Golf's biggest names, including world No 1 Dustin Johnson and England's Justin Rose, have received contracts worth up to $140 million to play in a breakaway World Tour that has forced them to choose between Saudi money and the PGA Tour and perhaps even The Masters and Ryder Cup.
PGA Tour commissioner Jay Monagan warned the would-be rebels they face an instant suspension and a lifetime ban.
The mandatory players meeting at Quail Hollow fell silent as the audience took in the seismic consequences. While the majority considered the Premier Golf League (PGL) to be dead in the water after significant Tour efforts to kill the idea, formal offers worth $40m to $70m up front are being mulled over by 11 players, including — alongside Johnson and Rose — Brooks Koepka, Bryson DeChambeau, Henrik Stenson, Adam Scott and Rickie Fowler. The cash may total $1 billion.
Phil Mickelson has purportedly been offered $140m as the de facto head of the rebels.
The Saudis are not taking "no" for an answer and have indicated they are intending to start their circuit in September 2022.
Similar to the Super League and European football, the news has caused huge shockwaves throughout a sport that believed Monahan had already effectively blown away the proposed revolution.
Last northern hemisphere autumn, when the PGL went to the European Tour with what Keith Pelley, the Tour chief executive, described at the time as "a very compelling offer to take the Tour to another level but in a different direction", Monahan moved quickly and supposedly decisively.
A "strategic alliance" was formed with the PGA Tour buying an estimated $125m stake in the media arm of its European counterpart.
Monahan also set up an annual $55m "Player Impact Programme" which does not reward the pros for results inside the ropes but rather for how much positive publicity they garner in the media and through social media. The top players had thus been assuaged in their belief that they were due a bigger slice of the pot than the rank and file.
Yet, it seems, the demise of the PGL has been greatly exaggerated. It is thought that as well as an initial fortune, the contracts offer half a share in their "teams". Each of these team leaders would be joined by three other players in the 48-man fields and the prize money would be, in the words of one insider, "astronomical" in 18 worldwide events.
However, Monahan empathically re-emphasised it would come at a seismic cost to their careers.

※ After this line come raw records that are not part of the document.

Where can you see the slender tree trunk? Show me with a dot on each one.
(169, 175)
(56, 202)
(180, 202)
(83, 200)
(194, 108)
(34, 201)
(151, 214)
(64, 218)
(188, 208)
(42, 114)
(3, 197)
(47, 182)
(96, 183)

He has previously declared that any player who signs up will no longer be a member of the Tour and with the European Tour onside it is easily possible to envisage a situation when they would also be excluded from the Ryder Cup. It would remain to be seen how the four majors would react, although as one well-known veteran pro pointed out that a Masters official has a place on the PGA Tour board. "The Tour has most, if not all the angles covered," he said.
Nevertheless, the Saudi team of negotiators have set up camp in Jupiter, South Florida, where many of golf's heavyweights reside, and are demanding decisions imminently.
That means this affair could even affect the Ryder Cup in September and, if that was the case, the Kingdom, in its ever increasing mission to 'sportswash' its reputation, could see the plan badly backfire.
"This will all kick off in the next few weeks, starting with this meeting," a source told Telegraph Sport. "It will be fascinating to hear how aggressive Monahan was with his language to the big names. The Saudis believe the Tour can't expel members and it could end up in a big legal fight."
After Telegraph Sport exclusively revealed that the Saudis were pressing on regardless, Colt Knost, the former Tour winner, revealed he had spoken to Johnson's agent. "He told me, 'it's pretty crazy - they mean business," Knost said on Sirius XM.